Friday, November 1, 2013

Why Memorize?

Go a head and Google "Is the internet making us dumber?" or "Is technology making us stupid?"

What did you find? Where do you stand on this debate?

While we can learn anything and everything, what do we remember from the hours we spend on the internet? 

Recently, you memorized a sonnet. A difficult task if one tries to remember 14 consecutive lines on a page, especially if it doesn't rhyme. Now you understand why poems would often rhyme.

From David Gilbert's novel & Sons

I remember with dread memorizing "To be or not to be..." from Hamlet my junior year in high school, but that was it. My education did not require much memorization. And I'd argue that I wish it did.

Shakespeare still echoes in my head every time I teach Hamlet, but I feel less than when colleagues would launch into soliloquies from memory. Frankly, many of these colleagues that I have in mind are much older and that was part of their education from a young age - rote memorization. Yet one colleague in his sixties, when he was around my age, dedicated himself to memorizing beloved poems, and he now has almost a hundred committed to memory - so it's never too late. He inspires me to memorize poems like my grandfather could - fond memories of him reciting to my brothers and me.

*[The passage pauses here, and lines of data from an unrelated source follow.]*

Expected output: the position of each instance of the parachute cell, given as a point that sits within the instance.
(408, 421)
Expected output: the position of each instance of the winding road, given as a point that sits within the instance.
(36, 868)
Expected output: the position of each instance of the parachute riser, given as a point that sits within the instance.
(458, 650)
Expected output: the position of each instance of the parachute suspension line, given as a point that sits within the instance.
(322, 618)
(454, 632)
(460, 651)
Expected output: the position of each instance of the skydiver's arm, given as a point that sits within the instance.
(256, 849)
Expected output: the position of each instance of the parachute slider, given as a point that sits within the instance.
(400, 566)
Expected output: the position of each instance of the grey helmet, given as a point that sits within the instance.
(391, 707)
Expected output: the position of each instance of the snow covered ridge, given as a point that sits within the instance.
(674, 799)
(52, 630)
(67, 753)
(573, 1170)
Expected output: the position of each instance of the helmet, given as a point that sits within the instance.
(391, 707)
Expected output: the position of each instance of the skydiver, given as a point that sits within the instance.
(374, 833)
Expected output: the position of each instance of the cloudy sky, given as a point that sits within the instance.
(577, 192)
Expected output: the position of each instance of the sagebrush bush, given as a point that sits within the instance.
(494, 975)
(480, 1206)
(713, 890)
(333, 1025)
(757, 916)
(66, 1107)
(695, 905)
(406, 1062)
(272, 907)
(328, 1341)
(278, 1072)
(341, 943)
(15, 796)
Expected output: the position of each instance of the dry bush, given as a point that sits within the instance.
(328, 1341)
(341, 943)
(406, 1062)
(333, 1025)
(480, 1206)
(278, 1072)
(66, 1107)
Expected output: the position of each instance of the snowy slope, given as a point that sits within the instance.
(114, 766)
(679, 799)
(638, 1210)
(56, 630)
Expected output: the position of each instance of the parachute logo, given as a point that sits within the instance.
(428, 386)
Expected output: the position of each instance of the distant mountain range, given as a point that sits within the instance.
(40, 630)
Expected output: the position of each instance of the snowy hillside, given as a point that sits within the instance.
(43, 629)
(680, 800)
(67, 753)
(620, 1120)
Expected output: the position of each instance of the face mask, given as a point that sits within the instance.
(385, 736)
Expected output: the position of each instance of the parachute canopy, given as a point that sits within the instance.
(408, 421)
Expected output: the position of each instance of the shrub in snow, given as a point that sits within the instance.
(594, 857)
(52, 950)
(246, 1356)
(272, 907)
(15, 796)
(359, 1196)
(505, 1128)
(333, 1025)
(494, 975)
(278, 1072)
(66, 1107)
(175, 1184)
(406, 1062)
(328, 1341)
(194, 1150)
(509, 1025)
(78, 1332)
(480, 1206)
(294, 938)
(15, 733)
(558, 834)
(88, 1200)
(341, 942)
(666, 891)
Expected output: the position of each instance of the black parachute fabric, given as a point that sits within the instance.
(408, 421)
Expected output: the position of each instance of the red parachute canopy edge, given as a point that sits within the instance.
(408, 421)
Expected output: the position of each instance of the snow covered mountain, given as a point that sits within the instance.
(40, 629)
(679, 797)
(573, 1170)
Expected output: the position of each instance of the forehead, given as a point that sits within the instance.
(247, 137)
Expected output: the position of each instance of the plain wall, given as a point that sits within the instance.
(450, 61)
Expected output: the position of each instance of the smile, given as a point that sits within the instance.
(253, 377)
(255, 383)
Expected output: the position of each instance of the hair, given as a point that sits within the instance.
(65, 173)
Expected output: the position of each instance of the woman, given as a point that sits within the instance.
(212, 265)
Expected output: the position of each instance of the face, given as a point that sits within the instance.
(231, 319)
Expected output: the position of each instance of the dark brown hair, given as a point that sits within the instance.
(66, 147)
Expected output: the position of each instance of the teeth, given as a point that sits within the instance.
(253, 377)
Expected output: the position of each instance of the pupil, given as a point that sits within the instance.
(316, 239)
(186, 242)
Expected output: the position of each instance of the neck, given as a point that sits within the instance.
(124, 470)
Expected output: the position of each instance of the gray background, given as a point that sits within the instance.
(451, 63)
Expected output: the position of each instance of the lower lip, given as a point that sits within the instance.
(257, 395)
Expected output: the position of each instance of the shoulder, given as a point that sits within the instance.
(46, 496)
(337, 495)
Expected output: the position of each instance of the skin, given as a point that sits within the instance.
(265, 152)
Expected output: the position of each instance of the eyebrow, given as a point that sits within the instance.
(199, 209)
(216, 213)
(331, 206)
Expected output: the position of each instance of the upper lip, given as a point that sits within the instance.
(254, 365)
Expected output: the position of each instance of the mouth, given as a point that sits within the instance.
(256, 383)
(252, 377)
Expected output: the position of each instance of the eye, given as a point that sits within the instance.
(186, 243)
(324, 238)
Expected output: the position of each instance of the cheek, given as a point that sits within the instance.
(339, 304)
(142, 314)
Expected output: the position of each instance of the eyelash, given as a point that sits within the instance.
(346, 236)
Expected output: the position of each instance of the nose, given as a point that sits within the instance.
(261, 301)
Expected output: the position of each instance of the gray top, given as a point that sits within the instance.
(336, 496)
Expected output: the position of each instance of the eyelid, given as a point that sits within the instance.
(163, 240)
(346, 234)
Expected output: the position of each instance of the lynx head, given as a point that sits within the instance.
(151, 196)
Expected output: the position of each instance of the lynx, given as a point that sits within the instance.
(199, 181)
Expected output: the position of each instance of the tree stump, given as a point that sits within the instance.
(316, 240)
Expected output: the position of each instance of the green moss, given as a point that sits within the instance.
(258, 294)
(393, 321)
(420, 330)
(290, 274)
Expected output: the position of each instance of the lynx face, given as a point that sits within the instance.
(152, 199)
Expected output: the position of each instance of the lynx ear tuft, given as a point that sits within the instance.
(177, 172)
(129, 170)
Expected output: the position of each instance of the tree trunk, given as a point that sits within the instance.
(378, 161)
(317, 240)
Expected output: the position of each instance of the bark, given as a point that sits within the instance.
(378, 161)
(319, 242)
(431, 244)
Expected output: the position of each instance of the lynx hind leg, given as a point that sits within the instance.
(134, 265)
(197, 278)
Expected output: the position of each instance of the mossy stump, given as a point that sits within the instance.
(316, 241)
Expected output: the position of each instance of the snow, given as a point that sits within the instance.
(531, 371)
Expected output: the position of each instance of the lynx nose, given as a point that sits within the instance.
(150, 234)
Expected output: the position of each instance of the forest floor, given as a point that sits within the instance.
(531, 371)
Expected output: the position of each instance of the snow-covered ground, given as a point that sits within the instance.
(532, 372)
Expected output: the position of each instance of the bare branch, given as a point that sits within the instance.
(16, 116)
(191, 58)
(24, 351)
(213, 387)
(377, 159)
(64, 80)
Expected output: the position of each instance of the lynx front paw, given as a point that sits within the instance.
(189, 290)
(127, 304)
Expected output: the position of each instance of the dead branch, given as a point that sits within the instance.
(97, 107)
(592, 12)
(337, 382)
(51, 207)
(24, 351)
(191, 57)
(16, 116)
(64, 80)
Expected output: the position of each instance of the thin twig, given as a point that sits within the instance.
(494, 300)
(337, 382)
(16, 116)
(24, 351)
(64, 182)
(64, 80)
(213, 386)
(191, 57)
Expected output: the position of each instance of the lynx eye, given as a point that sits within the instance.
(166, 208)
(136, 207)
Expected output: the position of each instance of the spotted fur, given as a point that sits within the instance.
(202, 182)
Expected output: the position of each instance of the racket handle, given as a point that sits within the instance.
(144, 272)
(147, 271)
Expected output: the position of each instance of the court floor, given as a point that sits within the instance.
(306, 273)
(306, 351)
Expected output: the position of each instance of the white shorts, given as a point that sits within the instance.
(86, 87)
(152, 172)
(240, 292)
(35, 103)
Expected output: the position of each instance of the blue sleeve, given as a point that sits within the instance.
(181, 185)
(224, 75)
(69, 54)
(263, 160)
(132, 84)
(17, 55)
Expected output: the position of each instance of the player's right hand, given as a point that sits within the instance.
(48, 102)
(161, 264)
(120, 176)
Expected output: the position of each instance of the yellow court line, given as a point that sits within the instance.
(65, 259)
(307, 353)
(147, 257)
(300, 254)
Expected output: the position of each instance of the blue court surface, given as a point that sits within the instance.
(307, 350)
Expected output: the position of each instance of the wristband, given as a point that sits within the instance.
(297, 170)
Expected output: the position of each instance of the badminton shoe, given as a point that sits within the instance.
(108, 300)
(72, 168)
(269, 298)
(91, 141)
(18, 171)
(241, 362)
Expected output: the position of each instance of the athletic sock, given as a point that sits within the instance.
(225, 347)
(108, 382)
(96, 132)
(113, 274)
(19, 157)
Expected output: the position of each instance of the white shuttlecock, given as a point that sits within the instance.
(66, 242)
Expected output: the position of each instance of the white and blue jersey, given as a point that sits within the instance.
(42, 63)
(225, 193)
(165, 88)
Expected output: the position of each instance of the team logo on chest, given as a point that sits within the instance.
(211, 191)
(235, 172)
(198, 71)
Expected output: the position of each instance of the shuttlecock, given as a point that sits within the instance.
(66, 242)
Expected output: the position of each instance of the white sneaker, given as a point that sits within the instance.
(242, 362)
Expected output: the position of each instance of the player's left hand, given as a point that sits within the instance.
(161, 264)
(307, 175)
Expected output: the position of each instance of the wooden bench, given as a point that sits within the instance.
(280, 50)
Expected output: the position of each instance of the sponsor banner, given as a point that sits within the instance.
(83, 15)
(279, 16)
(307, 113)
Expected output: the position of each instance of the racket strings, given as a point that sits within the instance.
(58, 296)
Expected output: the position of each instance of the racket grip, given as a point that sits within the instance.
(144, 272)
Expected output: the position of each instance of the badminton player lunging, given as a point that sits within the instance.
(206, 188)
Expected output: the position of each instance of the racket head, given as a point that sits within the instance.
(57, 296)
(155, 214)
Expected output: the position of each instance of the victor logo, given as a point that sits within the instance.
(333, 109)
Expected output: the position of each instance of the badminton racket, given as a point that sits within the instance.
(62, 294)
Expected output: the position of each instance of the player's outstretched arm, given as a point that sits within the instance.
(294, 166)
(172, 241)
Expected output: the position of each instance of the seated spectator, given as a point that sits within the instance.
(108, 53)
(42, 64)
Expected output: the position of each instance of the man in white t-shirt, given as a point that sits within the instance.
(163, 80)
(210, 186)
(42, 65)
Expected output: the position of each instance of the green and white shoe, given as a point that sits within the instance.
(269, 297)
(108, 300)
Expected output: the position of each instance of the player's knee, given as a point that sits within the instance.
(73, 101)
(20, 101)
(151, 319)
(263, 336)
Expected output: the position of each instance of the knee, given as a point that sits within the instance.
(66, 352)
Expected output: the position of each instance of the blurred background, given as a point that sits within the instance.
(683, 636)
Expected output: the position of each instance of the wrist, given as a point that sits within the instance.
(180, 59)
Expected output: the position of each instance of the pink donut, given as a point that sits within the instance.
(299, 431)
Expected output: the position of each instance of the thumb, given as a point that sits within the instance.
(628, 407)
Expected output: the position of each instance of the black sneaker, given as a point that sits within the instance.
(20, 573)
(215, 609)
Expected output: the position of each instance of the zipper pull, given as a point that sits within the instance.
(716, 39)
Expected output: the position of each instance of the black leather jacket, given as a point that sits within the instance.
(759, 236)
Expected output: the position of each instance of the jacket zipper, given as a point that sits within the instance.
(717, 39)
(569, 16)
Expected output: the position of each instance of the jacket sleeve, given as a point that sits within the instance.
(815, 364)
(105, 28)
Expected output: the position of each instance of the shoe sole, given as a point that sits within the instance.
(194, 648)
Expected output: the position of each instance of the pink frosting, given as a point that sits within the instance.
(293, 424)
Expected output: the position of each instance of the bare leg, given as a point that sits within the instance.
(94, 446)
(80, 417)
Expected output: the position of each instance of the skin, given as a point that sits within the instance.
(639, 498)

There's something to be said for the power of ownership in memorizing a poem.

Who knows when those words will arise later in life? Heaney once commented that a few memorized lines of poetry may save your life someday (I will find that interview - so I can quote it directly).

A book that has changed my mindset about memory and learning, one that I wish I had read as student, has been Mindset: The New Psychology of Success by Carol Dweck. So often we think in terms of a fixed mindset, that we forget the power of a growth mindset. And that with practice and focus, anything is possible.

For an amazing example of a growth mindset, checkout:

Joshua Foer: Feats of memory anyone can do




Yet who said?

“Never memorize something that you can look up.”